In Figure 6, climactic buying indicated there were few buyers left to continue pushing the price higher, and price reversed lower.

EquiVolume Chart Signals Top
Figure 6. EquiVolume Signals a Top on Climactic Buying

Benefits and Limitations

EquiVolume charts visually incorporate volume into the price data. This can highlight potential turning points, like those shown in Figures 5 and 6. Wide bars can also help confirm breakouts.

EquiVolume charts lack all the price information of candlesticks or OHLC charts. Mainly, the open and close price of each candle aren’t shown. Not a problem for longer-term traders, but for shorter-term traders this lack of information may be an issue. CandleVolume charts are a candlestick chart but the width of the candle varies by volume. This type of chart shows the open, high, low, close and volume on each price bar.

See our Ultimate Guide to Analyzing Trading Volume.

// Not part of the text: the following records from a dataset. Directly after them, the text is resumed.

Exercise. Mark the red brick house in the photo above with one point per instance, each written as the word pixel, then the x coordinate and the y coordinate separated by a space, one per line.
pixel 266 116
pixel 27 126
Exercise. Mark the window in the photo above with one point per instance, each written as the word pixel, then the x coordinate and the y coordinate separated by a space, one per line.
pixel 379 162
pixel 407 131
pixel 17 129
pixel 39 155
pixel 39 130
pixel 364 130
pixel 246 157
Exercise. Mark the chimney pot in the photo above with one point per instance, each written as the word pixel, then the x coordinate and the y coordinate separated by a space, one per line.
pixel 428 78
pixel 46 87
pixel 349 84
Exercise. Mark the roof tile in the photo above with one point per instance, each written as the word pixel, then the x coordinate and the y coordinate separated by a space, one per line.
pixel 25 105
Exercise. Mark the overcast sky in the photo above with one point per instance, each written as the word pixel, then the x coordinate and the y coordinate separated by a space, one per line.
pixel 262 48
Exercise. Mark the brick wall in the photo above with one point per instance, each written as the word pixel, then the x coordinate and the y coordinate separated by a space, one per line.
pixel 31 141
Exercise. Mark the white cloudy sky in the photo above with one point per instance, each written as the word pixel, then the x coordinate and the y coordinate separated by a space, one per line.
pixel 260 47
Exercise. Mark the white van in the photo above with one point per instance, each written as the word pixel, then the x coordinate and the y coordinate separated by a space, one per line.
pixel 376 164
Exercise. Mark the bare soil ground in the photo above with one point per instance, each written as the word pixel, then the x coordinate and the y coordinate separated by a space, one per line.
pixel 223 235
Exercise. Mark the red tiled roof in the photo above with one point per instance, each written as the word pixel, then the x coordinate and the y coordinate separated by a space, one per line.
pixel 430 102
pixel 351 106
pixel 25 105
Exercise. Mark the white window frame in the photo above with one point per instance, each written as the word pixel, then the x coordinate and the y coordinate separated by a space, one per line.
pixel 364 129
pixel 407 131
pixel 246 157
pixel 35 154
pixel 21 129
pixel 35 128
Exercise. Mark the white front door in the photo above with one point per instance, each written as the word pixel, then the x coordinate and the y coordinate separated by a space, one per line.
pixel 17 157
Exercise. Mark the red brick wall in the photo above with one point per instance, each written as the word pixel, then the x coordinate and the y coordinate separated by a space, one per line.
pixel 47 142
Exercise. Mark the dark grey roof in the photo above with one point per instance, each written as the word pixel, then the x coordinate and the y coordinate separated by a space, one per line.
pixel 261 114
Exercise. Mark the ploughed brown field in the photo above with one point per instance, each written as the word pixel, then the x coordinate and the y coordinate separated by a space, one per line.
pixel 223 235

While volume aids in analysis, and thus EquiVolume have attained some popularity, increasing volume doesn’t always accompany a legitimate breakout. Also, very high volume doesn’t always indicate a top or a bottom; it’s just an additional tool. As with any type of chart, use trend analysis, trendlines, indicators and/or other forms of analysis to verify what you’re interpreting on the EquiVolume chart.

The Bottom Line

EquiVolume charts show the high and low price for each period, and the width of the bar reflects volume. This chart type provides some analytical insight, such as showing when a breakout is occurring on increasing volume, and when buying or selling is potentially reaching a climax. EquiVolume charts don’t show the open and closing price, which may be an issue for shorter-term traders. There are no guarantees that increasing volume on a breakout will result in a winning trade, or that very high volume signals a top or bottom in price. As always, be sure to use other forms of analysis to confirm your interpretation of the EquiVolume chart.